Christian Cooper tells her calmly, "Please call the cops. Please call the cops."

"I'm going to tell them there's an African American man threatening my life," she responds.

She backs away from him and places the call while continuing to drag the dog by its collar.

"I'm in the Ramble, and there's a man, African American, he's got a bicycle helmet. He's recording me and threatening me and my dog," she said.

She repeats herself once more, though Christian Cooper never appears to come any closer to her.

By the third time, she is yelling into the phone with far more panic in her voice.

"I'm sorry. I can't hear. Are you there? I'm being threatened by a man into the Ramble. Please send the cops immediately!" she screams.

The aftermath of the incident

In a statement to CNN, Amy Cooper said, "I'm not a racist. I did not mean to harm that man in any way," adding she also didn't intend to hurt the African American community.

The encounter is being highlighted as another example of a white person calling law enforcement to report black people for doing seemingly banal things.

"Obviously, I was aware of what the threat was," Christian Cooper said to NPR.

"She was threatening to bring the machine that has so long ground us black people to powder ... solely on the basis of our black skin, down on my head on the word of, you know, an innocent young white woman."

He said in the moment he had a choice, "participate in my own dehumanization" or continue recording until the dog was on the leash.

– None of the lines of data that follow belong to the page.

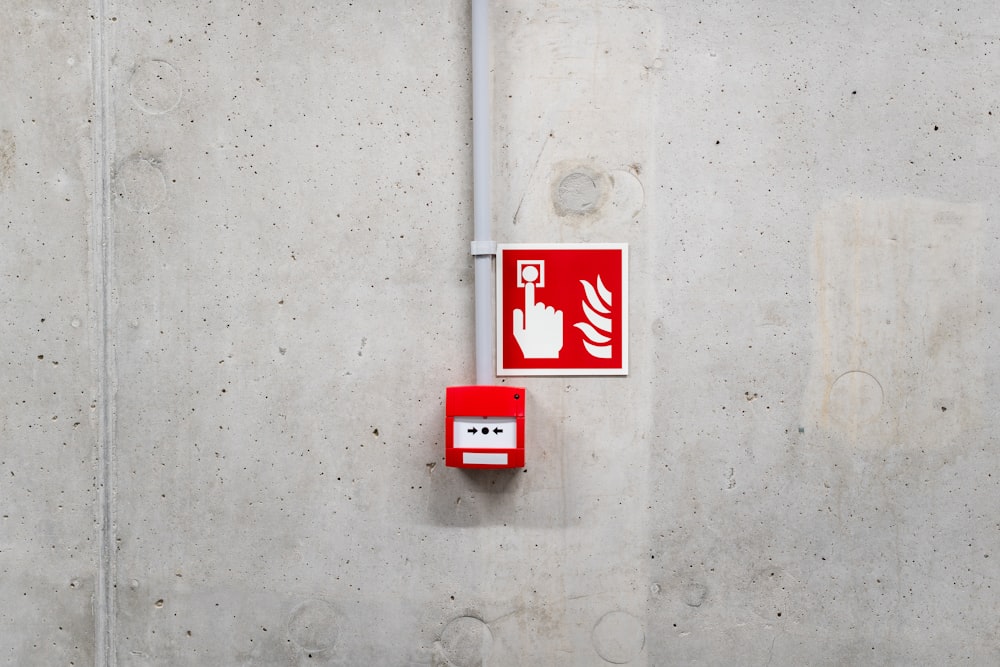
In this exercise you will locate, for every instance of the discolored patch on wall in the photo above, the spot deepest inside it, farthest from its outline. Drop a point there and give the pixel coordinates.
(897, 311)
(579, 190)
(8, 154)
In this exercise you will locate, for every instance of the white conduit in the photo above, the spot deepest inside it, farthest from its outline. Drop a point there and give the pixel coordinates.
(483, 248)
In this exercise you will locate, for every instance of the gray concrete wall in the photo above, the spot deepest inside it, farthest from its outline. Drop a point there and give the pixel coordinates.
(235, 280)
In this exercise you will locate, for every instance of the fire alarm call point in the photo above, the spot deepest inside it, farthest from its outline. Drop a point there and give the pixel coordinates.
(484, 426)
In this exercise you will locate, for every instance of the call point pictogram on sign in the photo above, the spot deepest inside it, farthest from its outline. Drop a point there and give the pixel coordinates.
(562, 309)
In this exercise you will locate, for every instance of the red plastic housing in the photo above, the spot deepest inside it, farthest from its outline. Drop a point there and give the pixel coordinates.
(484, 426)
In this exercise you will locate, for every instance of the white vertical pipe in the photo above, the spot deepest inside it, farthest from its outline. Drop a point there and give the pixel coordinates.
(482, 129)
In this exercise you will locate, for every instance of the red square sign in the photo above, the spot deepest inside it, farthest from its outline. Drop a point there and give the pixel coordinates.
(562, 309)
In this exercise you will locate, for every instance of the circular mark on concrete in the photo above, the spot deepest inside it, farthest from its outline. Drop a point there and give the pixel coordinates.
(694, 593)
(140, 185)
(577, 193)
(314, 626)
(618, 637)
(855, 398)
(628, 196)
(155, 86)
(466, 641)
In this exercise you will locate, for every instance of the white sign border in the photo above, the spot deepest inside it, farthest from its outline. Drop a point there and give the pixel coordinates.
(560, 372)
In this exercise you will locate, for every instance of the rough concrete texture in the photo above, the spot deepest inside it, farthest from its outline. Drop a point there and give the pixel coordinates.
(235, 278)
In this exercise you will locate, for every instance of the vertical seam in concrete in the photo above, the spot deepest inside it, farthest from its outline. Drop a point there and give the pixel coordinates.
(101, 262)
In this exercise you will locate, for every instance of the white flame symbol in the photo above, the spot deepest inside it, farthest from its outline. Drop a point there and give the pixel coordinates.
(598, 332)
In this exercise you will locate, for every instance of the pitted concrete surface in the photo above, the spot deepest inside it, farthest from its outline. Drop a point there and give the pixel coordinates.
(234, 247)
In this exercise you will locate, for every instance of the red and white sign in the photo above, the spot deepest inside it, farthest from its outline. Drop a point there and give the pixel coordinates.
(562, 309)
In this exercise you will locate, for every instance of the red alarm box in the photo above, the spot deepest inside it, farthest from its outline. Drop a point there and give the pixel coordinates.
(484, 426)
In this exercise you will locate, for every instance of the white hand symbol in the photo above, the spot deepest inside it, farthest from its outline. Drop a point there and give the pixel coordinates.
(537, 328)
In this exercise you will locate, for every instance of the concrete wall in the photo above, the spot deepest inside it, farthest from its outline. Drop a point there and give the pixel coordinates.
(235, 281)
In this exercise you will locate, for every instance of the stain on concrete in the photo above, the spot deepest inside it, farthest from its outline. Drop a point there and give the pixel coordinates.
(897, 294)
(8, 154)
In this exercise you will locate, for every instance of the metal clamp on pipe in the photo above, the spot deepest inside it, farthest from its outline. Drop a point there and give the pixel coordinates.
(480, 248)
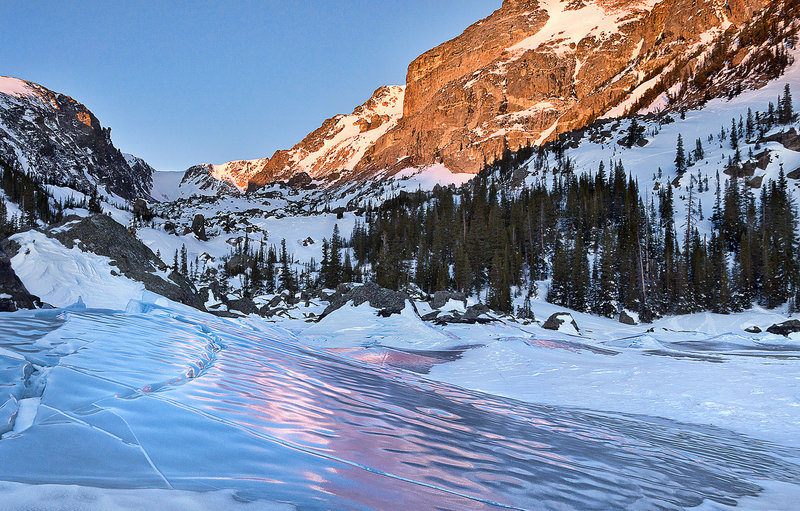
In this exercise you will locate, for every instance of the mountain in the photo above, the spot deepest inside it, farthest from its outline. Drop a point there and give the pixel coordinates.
(531, 70)
(52, 136)
(329, 152)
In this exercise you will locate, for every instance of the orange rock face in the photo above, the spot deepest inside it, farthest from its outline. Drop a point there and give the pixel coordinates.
(527, 72)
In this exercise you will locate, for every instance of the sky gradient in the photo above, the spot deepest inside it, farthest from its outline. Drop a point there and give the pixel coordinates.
(182, 83)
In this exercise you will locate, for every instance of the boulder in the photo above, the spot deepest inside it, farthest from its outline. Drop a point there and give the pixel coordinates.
(101, 235)
(785, 328)
(387, 301)
(13, 294)
(199, 227)
(558, 321)
(440, 298)
(244, 305)
(626, 318)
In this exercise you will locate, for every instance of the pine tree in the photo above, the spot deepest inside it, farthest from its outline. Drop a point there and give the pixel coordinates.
(287, 277)
(699, 153)
(607, 296)
(785, 106)
(184, 258)
(680, 156)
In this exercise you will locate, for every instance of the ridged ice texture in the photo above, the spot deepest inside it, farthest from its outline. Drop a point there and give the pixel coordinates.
(162, 398)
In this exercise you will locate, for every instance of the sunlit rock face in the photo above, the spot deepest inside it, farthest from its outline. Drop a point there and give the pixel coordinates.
(53, 136)
(529, 71)
(166, 397)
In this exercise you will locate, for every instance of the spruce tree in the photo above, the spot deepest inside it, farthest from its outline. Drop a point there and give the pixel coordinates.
(680, 156)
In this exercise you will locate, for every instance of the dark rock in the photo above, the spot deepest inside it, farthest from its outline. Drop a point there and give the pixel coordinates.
(245, 305)
(239, 263)
(555, 321)
(13, 294)
(299, 180)
(430, 316)
(170, 227)
(788, 139)
(141, 209)
(60, 139)
(199, 227)
(626, 319)
(389, 302)
(103, 236)
(440, 298)
(755, 182)
(762, 160)
(785, 328)
(474, 311)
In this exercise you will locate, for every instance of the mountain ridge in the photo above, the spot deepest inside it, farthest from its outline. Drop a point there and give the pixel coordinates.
(521, 76)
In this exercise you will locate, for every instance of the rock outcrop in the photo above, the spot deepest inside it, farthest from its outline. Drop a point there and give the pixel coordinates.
(561, 321)
(387, 302)
(101, 235)
(785, 328)
(13, 294)
(529, 71)
(52, 135)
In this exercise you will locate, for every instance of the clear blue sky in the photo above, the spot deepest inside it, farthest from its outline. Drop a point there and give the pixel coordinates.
(186, 82)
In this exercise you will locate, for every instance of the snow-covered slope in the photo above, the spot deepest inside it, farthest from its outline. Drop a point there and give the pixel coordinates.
(51, 135)
(336, 147)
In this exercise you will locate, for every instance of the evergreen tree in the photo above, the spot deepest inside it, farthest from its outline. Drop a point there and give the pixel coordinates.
(680, 156)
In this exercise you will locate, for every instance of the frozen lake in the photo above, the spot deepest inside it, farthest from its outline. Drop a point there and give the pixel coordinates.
(165, 398)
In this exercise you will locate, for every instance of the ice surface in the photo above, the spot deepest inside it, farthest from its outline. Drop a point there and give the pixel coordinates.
(169, 398)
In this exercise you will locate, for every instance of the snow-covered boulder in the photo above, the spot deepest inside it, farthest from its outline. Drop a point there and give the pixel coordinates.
(785, 328)
(562, 322)
(387, 301)
(627, 318)
(13, 294)
(442, 298)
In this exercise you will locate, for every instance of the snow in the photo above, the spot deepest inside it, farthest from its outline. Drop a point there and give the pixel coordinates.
(15, 87)
(166, 185)
(566, 27)
(426, 178)
(61, 276)
(344, 145)
(52, 497)
(163, 402)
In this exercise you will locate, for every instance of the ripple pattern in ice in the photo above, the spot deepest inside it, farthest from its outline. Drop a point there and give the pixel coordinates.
(161, 398)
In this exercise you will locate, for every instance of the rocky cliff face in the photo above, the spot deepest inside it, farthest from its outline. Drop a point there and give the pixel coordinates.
(331, 152)
(529, 71)
(52, 135)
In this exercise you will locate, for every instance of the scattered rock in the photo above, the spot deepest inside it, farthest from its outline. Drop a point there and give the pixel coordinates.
(626, 318)
(13, 294)
(199, 227)
(299, 180)
(785, 328)
(558, 320)
(387, 301)
(440, 298)
(245, 305)
(788, 139)
(101, 235)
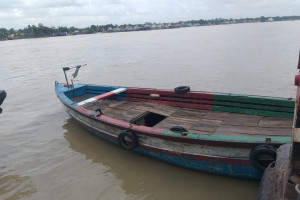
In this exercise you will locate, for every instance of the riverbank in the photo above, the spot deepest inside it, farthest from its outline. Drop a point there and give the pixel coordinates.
(44, 31)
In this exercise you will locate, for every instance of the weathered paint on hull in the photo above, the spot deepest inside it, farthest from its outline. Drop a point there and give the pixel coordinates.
(217, 165)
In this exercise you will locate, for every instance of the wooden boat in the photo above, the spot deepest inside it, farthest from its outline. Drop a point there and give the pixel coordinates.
(226, 134)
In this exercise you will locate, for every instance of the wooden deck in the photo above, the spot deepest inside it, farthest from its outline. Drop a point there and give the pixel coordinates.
(197, 121)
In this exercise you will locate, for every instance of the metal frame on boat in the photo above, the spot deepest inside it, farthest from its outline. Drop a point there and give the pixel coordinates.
(202, 148)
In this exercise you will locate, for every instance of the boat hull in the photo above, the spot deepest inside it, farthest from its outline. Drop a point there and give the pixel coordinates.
(212, 159)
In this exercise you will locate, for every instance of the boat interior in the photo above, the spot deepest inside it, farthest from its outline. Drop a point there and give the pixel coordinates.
(199, 113)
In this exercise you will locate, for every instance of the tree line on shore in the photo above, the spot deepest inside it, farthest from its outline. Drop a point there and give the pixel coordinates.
(40, 30)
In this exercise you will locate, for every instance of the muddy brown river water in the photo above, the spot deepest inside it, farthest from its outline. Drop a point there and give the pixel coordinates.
(44, 154)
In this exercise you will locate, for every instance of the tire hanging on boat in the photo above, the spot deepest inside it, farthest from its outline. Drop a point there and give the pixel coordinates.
(182, 89)
(262, 155)
(127, 140)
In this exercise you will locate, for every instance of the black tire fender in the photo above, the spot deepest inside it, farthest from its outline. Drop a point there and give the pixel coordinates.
(260, 150)
(127, 140)
(182, 89)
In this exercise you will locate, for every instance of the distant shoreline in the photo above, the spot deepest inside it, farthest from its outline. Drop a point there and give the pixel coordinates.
(42, 31)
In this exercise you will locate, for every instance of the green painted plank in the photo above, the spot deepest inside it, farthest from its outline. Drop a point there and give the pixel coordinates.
(253, 112)
(274, 101)
(225, 138)
(254, 106)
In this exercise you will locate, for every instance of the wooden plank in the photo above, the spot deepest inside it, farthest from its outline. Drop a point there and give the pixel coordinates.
(217, 115)
(124, 115)
(174, 121)
(206, 125)
(156, 108)
(253, 112)
(189, 113)
(170, 98)
(253, 131)
(254, 106)
(242, 121)
(255, 100)
(199, 95)
(176, 104)
(276, 122)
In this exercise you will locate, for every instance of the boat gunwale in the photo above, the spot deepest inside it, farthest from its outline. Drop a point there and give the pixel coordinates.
(211, 140)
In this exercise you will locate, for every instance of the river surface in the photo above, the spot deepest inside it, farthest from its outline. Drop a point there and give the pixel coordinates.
(44, 154)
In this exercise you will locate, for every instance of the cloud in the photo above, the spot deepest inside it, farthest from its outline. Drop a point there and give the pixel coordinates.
(83, 13)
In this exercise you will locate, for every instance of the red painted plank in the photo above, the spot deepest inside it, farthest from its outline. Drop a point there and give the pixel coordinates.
(198, 95)
(170, 103)
(168, 98)
(84, 111)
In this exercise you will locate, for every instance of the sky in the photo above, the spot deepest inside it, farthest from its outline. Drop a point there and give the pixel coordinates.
(84, 13)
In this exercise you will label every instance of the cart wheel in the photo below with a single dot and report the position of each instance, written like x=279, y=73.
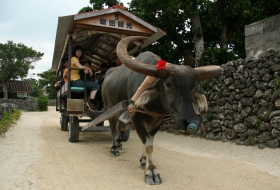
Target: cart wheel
x=73, y=129
x=125, y=134
x=64, y=119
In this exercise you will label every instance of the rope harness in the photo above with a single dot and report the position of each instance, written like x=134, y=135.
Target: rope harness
x=132, y=111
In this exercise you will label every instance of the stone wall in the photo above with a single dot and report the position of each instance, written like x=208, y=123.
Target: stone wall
x=262, y=35
x=244, y=101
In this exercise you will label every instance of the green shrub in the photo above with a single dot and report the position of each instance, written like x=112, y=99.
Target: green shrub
x=43, y=103
x=8, y=120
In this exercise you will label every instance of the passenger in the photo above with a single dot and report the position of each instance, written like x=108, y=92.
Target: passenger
x=148, y=82
x=83, y=74
x=76, y=78
x=64, y=79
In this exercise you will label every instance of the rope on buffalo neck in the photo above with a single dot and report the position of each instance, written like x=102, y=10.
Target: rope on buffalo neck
x=132, y=111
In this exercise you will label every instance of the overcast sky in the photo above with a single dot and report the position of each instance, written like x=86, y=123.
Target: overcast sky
x=34, y=23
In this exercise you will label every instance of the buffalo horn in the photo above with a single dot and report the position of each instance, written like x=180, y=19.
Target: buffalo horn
x=207, y=72
x=150, y=70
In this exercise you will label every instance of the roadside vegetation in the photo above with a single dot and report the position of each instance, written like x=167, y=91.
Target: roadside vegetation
x=8, y=120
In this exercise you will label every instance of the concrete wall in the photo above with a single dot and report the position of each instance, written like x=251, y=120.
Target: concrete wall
x=262, y=35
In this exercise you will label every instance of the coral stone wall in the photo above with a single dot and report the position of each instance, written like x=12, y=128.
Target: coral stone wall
x=244, y=101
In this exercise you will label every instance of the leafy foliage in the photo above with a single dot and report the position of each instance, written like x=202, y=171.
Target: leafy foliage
x=43, y=103
x=37, y=90
x=15, y=61
x=8, y=119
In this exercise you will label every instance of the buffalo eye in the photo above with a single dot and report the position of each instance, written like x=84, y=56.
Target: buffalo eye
x=168, y=85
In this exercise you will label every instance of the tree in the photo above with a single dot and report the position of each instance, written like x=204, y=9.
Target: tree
x=15, y=61
x=47, y=81
x=37, y=90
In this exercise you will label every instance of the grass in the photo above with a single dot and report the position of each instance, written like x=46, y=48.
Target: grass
x=8, y=120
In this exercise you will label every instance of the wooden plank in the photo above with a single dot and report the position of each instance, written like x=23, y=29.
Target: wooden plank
x=106, y=115
x=75, y=104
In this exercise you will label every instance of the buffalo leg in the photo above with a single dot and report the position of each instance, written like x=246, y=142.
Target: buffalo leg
x=115, y=126
x=151, y=175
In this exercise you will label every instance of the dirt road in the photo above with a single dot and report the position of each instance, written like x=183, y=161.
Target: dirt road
x=35, y=154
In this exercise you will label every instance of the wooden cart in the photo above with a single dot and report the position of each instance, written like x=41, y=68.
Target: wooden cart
x=98, y=32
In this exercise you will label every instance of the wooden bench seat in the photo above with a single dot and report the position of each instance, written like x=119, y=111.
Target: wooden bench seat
x=63, y=90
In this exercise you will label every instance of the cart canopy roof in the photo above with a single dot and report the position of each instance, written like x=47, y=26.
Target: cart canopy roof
x=98, y=32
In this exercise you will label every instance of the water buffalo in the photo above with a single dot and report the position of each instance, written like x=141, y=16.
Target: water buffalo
x=173, y=93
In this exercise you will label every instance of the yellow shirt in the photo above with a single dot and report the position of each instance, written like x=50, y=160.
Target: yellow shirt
x=75, y=75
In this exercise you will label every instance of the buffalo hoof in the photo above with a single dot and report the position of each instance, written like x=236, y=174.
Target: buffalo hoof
x=143, y=162
x=153, y=180
x=120, y=146
x=114, y=151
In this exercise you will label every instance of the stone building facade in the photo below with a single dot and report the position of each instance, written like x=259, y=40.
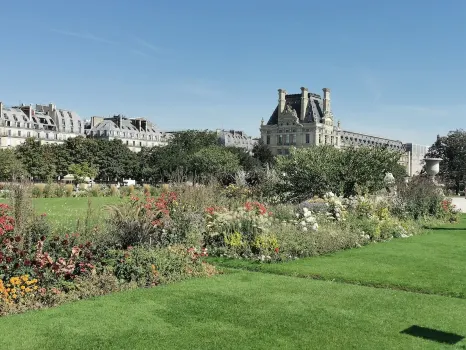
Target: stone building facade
x=134, y=132
x=46, y=123
x=50, y=124
x=235, y=138
x=307, y=120
x=415, y=154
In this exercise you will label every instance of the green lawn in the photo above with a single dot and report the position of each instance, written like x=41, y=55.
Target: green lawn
x=242, y=310
x=430, y=263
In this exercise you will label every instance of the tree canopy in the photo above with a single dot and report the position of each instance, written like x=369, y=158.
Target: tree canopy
x=452, y=149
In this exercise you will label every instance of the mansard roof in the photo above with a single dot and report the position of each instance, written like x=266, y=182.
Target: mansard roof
x=118, y=123
x=313, y=113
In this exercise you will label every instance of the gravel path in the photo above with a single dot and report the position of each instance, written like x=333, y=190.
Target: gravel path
x=460, y=203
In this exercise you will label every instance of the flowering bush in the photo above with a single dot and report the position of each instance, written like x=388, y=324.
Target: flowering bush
x=18, y=288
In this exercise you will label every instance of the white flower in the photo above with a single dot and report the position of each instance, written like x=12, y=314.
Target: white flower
x=307, y=214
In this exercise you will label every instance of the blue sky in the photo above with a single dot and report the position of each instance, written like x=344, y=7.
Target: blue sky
x=396, y=69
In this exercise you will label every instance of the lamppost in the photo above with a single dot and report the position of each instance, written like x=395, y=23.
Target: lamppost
x=433, y=167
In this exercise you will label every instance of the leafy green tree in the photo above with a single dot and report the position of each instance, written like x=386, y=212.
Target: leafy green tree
x=82, y=170
x=163, y=162
x=317, y=170
x=37, y=159
x=11, y=167
x=214, y=161
x=452, y=149
x=114, y=160
x=263, y=153
x=247, y=162
x=364, y=168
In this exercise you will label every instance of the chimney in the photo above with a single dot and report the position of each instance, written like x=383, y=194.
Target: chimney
x=327, y=108
x=304, y=103
x=281, y=101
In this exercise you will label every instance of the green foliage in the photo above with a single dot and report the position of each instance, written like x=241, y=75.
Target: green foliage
x=11, y=167
x=214, y=161
x=418, y=199
x=81, y=171
x=263, y=153
x=452, y=149
x=318, y=170
x=38, y=160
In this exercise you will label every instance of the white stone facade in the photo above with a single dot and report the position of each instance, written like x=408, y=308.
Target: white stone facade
x=234, y=138
x=306, y=120
x=136, y=133
x=49, y=124
x=45, y=123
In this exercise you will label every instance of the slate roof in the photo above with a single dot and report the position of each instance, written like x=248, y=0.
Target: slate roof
x=314, y=109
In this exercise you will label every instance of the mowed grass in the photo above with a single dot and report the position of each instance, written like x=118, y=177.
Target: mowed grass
x=242, y=310
x=432, y=263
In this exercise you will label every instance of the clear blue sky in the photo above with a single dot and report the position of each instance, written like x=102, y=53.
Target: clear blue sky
x=395, y=68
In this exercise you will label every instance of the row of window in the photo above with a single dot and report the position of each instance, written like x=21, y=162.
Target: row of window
x=48, y=136
x=288, y=139
x=124, y=134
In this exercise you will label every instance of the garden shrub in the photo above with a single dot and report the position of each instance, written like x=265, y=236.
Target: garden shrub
x=419, y=199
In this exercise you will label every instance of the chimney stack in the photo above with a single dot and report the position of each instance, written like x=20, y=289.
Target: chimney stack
x=304, y=103
x=327, y=108
x=281, y=101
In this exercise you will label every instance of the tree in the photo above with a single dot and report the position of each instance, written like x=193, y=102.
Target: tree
x=246, y=160
x=81, y=171
x=38, y=160
x=214, y=161
x=364, y=168
x=452, y=149
x=314, y=171
x=11, y=167
x=263, y=153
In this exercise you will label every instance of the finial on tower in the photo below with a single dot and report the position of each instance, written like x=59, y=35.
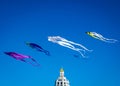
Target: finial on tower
x=61, y=70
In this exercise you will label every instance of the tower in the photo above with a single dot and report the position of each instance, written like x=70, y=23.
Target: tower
x=62, y=81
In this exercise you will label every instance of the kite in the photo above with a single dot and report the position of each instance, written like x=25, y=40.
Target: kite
x=100, y=37
x=69, y=44
x=22, y=58
x=38, y=48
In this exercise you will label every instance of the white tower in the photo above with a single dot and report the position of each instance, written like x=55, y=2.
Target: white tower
x=62, y=81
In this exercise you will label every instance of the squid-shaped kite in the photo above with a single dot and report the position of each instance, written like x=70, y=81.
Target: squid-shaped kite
x=100, y=37
x=69, y=44
x=23, y=58
x=38, y=48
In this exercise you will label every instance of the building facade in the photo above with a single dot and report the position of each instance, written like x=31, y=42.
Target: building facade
x=62, y=81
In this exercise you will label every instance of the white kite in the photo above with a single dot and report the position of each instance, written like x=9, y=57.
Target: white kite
x=69, y=44
x=100, y=37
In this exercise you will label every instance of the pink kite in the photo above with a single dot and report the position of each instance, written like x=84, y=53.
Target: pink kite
x=23, y=58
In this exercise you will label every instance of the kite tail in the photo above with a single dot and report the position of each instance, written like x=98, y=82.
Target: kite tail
x=33, y=64
x=84, y=53
x=110, y=40
x=47, y=52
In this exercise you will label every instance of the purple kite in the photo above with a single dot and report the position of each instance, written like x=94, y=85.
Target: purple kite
x=22, y=58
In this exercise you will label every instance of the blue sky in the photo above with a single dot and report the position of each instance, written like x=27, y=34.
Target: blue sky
x=33, y=21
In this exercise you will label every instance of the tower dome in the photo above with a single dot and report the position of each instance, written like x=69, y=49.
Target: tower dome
x=62, y=81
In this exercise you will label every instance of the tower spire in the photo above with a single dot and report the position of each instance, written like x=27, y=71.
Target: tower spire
x=62, y=81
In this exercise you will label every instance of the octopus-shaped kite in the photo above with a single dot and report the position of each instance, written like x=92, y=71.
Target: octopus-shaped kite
x=38, y=48
x=100, y=37
x=69, y=44
x=23, y=58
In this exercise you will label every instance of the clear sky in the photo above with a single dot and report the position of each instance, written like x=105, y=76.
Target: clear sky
x=34, y=20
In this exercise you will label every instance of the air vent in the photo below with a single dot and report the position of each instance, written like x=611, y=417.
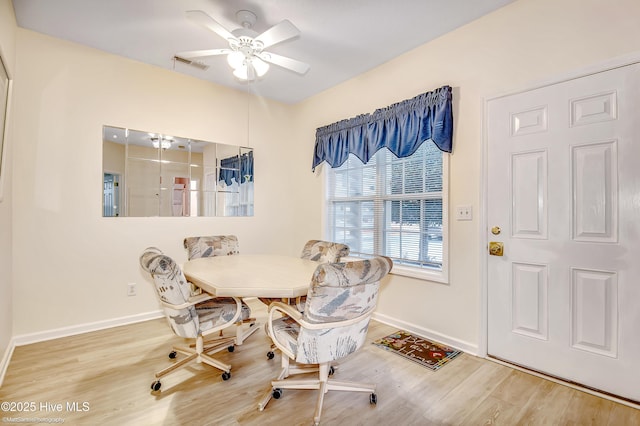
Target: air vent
x=196, y=64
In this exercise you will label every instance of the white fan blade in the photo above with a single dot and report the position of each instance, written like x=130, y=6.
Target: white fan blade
x=285, y=30
x=284, y=62
x=201, y=18
x=203, y=53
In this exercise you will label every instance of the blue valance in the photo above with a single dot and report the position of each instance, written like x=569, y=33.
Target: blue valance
x=401, y=127
x=238, y=168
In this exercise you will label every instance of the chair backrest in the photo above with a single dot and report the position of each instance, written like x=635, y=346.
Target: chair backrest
x=340, y=292
x=324, y=251
x=171, y=287
x=208, y=246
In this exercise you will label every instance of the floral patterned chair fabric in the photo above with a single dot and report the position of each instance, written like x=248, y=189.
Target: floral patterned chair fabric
x=193, y=317
x=217, y=245
x=221, y=245
x=340, y=302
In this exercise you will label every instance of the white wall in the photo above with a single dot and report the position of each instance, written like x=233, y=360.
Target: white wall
x=71, y=266
x=7, y=48
x=527, y=41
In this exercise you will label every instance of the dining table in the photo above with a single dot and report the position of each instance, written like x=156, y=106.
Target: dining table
x=251, y=275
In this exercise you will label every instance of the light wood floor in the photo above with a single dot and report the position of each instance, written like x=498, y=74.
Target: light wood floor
x=111, y=370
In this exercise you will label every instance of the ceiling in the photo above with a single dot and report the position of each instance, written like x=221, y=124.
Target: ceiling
x=339, y=39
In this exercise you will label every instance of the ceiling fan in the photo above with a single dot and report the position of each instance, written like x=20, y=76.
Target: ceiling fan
x=246, y=54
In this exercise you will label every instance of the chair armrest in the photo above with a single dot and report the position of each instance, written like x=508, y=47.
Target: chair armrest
x=294, y=314
x=193, y=300
x=285, y=309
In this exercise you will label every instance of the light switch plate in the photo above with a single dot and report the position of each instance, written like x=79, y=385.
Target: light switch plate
x=464, y=213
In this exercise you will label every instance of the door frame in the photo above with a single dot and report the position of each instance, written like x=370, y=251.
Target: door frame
x=483, y=225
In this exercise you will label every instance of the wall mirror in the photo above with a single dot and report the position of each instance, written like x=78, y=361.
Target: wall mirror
x=153, y=174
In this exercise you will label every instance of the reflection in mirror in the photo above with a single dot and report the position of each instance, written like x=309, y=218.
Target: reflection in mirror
x=151, y=174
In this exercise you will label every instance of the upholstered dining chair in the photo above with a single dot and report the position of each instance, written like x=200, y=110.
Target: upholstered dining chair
x=207, y=246
x=340, y=302
x=318, y=251
x=191, y=317
x=221, y=245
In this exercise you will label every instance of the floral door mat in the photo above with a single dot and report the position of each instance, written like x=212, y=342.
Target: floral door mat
x=424, y=352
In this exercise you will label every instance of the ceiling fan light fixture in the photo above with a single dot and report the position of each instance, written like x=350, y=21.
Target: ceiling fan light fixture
x=260, y=66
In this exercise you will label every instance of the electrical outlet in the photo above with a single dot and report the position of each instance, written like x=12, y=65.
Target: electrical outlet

That is where the video that runs roughly 70 seconds ends, with Amy Cooper putting the leash on her dog and Christian Cooper saying "Thank you."

Amy Cooper's dog with rescue group

Amy Cooper's dog has been "voluntarily surrendered," according to statement posted on Facebook by the Abandoned Angels Cocker Spaniel Rescue Inc.

"As of this evening, the owner has voluntarily surrendered the dog in question to our rescue while this matter is being addressed," the group said.

The dog was adopted from the rescue a few years ago, the group added. It reported the dog is "safe and in good health" and said it will not be making any further statements on the matter.